Figura 10: Diagrama - Espaços de Ausência. Eventos nível macro: primeiros anos de formação de Belo Horizonte. Elaboração da autora

Belo Horizonte foi fundada em 12 de dezembro de 1897, sob influências do movimento Positivista. O projeto do engenheiro Aarão Reis para a nova capital de Minas Gerais buscou, a partir de princípios de ordem, progresso, ciência, higiene, estética e fluidez, a materialização da tão sonhada modernidade. Sob representações do imaginário das elites da época, a nova capital trazia em suas linhas a necessidade de marcar uma ruptura simbólica com os antigos moldes sociais, econômicos, estéticos, culturais e políticos, destacando, a partir da materialidade e do espaço, o advento da República.

Embora planejada sob mando do Estado, Belo Horizonte desenvolveu-se como uma cidade tipicamente capitalista e, enquanto tal, não teve seu centro pensado em prol da exaltação do Estado burguês ou da Igreja.
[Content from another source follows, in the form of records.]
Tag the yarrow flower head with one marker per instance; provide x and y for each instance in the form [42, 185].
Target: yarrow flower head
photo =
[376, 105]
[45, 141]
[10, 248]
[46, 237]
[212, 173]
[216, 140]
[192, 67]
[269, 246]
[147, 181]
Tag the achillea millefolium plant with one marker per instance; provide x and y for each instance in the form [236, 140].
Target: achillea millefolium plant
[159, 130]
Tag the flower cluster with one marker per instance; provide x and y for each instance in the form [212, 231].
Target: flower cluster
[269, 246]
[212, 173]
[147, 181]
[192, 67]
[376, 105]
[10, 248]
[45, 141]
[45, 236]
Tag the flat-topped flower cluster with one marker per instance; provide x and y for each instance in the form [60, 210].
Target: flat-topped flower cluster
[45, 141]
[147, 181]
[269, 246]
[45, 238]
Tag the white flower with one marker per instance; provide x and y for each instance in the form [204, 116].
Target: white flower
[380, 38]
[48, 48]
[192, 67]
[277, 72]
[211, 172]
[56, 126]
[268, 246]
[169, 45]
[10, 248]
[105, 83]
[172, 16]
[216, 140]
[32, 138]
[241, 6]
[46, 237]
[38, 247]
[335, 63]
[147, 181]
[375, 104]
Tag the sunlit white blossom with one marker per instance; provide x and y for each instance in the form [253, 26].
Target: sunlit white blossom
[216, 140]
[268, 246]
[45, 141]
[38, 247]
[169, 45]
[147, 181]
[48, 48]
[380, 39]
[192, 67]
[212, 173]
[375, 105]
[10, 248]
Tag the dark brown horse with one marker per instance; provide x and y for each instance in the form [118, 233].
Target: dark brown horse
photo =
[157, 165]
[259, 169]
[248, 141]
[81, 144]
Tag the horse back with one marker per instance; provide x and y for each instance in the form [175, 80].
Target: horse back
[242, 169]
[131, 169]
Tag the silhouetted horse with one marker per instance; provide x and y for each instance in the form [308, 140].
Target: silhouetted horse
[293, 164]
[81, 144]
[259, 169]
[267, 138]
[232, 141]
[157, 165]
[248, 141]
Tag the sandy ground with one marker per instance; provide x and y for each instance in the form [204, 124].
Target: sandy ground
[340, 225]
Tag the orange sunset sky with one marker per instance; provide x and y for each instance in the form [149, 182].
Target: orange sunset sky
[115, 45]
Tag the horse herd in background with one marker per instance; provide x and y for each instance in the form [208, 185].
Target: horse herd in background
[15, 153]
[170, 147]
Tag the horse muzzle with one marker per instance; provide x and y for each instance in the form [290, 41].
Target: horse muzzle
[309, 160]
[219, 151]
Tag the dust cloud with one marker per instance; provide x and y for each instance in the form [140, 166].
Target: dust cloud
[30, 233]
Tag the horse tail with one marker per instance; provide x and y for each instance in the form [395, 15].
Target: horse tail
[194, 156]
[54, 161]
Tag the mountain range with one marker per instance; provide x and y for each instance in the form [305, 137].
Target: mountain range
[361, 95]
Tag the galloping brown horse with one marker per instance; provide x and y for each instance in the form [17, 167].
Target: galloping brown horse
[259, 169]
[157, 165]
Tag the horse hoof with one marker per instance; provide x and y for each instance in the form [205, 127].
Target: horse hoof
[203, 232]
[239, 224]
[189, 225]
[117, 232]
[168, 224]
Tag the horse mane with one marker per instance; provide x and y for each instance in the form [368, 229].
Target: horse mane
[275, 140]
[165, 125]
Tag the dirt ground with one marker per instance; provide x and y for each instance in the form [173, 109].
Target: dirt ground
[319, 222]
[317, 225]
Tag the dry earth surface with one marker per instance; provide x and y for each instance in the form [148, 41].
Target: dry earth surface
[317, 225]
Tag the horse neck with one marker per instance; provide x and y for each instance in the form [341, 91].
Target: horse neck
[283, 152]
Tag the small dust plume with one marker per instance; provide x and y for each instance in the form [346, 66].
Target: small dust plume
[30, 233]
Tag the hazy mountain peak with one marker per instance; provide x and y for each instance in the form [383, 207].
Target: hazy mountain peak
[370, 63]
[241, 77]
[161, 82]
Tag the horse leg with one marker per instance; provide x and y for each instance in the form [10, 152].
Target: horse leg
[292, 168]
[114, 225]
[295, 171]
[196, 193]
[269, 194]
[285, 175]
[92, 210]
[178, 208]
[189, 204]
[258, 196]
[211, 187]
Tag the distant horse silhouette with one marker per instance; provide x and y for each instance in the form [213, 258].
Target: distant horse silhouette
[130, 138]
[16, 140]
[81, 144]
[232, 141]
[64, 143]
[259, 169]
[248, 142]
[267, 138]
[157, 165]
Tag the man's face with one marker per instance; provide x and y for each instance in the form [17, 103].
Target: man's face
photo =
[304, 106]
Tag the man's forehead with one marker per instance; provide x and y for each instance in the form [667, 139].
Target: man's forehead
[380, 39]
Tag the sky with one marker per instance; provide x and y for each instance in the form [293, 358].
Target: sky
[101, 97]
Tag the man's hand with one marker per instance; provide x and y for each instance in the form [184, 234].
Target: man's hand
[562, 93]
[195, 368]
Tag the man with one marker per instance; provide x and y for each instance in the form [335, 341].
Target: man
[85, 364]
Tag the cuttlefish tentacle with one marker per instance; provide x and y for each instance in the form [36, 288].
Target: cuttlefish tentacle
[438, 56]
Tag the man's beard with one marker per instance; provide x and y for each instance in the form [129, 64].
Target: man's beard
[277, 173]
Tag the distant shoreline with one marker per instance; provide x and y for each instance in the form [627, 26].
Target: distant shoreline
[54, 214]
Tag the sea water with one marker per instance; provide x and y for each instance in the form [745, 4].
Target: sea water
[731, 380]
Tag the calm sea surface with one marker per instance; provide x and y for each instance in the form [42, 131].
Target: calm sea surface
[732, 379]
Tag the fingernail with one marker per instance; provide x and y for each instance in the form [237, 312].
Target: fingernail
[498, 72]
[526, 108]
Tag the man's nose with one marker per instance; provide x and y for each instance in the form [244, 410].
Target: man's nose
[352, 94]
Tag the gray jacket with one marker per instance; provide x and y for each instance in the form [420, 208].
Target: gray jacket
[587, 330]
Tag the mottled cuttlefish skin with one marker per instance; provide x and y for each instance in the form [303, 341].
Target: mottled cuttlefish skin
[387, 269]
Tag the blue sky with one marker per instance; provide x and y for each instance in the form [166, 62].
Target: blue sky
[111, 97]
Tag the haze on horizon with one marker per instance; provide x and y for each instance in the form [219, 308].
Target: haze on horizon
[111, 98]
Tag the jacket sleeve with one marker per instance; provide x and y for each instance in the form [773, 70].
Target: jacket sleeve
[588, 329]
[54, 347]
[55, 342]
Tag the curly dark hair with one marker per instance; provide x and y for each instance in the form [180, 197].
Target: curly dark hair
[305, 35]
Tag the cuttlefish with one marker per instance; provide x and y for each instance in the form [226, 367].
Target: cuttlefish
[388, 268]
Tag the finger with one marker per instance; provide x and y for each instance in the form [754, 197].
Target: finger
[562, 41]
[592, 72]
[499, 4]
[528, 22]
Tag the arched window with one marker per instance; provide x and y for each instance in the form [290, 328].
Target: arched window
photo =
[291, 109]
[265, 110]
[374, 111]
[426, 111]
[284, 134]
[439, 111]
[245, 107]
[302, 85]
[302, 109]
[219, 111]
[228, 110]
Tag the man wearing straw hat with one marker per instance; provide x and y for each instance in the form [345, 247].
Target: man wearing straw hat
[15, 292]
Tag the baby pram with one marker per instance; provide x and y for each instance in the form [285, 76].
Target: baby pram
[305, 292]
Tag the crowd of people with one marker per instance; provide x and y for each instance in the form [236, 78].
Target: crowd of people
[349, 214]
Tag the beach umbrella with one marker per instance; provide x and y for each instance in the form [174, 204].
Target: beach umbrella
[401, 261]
Segundo Flávio Villaça, "o que deve ser entendido por 'plano', no caso de Belo Horizonte, é algo muito simples: um projeto viário e a designação do local de uns poucos edifícios públicos, alguns dos quais foram efetivamente construídos como parte desse plano"

(VILLAÇA, 2001, p.268). Desse modo, o projeto desenvolvido para a cidade assemelhava-se mais a um "plano abstrato de sistema viário" (VILLAÇA, 2001, p.268), que não previa nem mesmo a localização exata e estratégica do centro.

Dessa forma, o projeto proposto por Aarão Reis previa, basicamente, a criação de um bairro comercial na esplanada da Lagoinha, a localização da sede do poder na Praça da Liberdade e uma ocupação residencial para os funcionários públicos, vindos da antiga capital, no Bairro Funcionários. É clara, assim, a divisão da cidade em duas, sendo uma ligada ao poder constituído, na qual o uso residencial e institucional são vinculados à administração pública; e outra, com maior diversidade social, ligada ao comércio, serviços, lazer e moradia (PONTES, 2006). A ligação entre tais elementos era prevista por uma larga avenida, a Afonso Pena, que buscou se impor enquanto "elemento estético e simbólico da constituição e expressão do poder da cidade-capital" (MONTE-MÓR, 1994, p.14).

Figura 11: Localização das primeiras residências no projeto original de Belo Horizonte. Fonte:

VILLAÇA, 2001

A sede de poder, representada pela Praça da Liberdade - que carregava em seu nome o objetivo maior dos republicanos e da Inconfidência Mineira -, foi projetada para abrigar o Palácio do Governo e as primeiras Secretarias de Estado.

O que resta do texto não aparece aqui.